Globular cluster in the constellation Mensa

NGC 2173 is a globular cluster of stars in the southern constellation of Mensa. It was discovered on February 8, 1836 by English astronomer John Herschel. The cluster has an apparent visual magnitude of 11.88, and an angular size of 2.60 arcsecond. It is located at a distance of approximately 48.7 kpc from the Sun.

The cluster is located within the Large Magellanic Cloud, to the southeast of the galaxy's center at a separation of around 3.5 kpc. A 1986 age estimate based on the main sequence turnoff found a value of 1.8±0.7 Gyr. This was later refined to 1.7±0.2 Gyr. Variations in lower mass element abundances suggest that the cluster has at least two distinct stellar populations with different ages.

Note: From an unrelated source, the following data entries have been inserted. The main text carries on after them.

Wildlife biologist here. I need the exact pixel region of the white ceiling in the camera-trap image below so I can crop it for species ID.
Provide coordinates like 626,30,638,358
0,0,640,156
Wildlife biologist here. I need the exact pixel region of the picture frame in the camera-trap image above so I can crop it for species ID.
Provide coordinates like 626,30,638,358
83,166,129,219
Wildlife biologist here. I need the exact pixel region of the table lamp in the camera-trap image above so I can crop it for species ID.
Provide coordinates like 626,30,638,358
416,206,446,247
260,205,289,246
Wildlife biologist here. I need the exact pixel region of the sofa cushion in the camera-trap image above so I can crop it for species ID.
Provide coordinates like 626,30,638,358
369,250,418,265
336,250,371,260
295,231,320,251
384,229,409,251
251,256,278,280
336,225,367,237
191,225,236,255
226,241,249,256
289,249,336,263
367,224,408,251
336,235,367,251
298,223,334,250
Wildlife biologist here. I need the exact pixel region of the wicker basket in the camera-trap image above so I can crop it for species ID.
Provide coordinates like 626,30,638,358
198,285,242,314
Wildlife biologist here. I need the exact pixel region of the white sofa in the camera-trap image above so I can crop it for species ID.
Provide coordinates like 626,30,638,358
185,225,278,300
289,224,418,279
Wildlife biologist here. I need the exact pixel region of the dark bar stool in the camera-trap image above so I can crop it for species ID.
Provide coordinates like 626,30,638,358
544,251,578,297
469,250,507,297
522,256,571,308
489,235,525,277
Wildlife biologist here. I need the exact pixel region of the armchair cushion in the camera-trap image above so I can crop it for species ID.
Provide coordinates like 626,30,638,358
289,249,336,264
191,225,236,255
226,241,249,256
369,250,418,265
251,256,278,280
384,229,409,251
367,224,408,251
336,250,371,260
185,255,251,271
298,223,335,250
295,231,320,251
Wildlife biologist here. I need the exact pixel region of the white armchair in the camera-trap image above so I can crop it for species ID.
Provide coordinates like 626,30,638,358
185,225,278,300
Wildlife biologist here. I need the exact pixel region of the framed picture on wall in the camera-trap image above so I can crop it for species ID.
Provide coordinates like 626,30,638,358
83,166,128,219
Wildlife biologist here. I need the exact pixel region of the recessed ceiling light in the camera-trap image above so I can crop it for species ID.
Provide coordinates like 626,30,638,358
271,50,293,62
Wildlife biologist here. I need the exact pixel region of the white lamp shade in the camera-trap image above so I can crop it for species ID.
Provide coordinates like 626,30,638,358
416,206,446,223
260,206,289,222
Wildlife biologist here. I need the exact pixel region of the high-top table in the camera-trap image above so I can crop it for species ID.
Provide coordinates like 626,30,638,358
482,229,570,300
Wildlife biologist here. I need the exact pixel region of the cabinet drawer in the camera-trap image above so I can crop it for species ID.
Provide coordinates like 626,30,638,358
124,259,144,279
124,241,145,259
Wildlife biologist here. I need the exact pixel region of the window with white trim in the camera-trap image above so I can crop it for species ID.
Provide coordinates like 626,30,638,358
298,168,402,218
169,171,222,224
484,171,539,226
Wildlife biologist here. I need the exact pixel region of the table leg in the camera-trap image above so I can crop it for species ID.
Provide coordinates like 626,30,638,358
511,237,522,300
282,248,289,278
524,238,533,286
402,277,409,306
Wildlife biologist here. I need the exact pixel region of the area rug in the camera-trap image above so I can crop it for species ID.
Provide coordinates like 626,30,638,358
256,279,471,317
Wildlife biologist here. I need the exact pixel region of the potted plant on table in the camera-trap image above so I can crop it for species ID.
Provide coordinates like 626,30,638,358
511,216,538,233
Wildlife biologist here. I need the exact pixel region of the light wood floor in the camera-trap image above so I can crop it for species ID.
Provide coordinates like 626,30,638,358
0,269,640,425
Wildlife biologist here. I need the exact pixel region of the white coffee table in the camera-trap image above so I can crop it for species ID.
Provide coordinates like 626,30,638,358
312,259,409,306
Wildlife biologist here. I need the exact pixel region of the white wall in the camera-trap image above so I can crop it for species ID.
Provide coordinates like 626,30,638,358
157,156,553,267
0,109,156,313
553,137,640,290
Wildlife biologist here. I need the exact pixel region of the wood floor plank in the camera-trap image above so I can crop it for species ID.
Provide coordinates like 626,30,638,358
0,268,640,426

In 2018, it was announced by Li et al (2018) that the blue straggler stars in the cluster formed two distinct sequences. However, an objection was raised that this finding was an artifact of field contamination: by applying decontamination techniques, one of the sequences could be shown to be unrelated to the cluster. With the availability of higher precision proper motion data, the existence of the bifurcatated sequence was apparently reconfirmed by Wang et al (2025).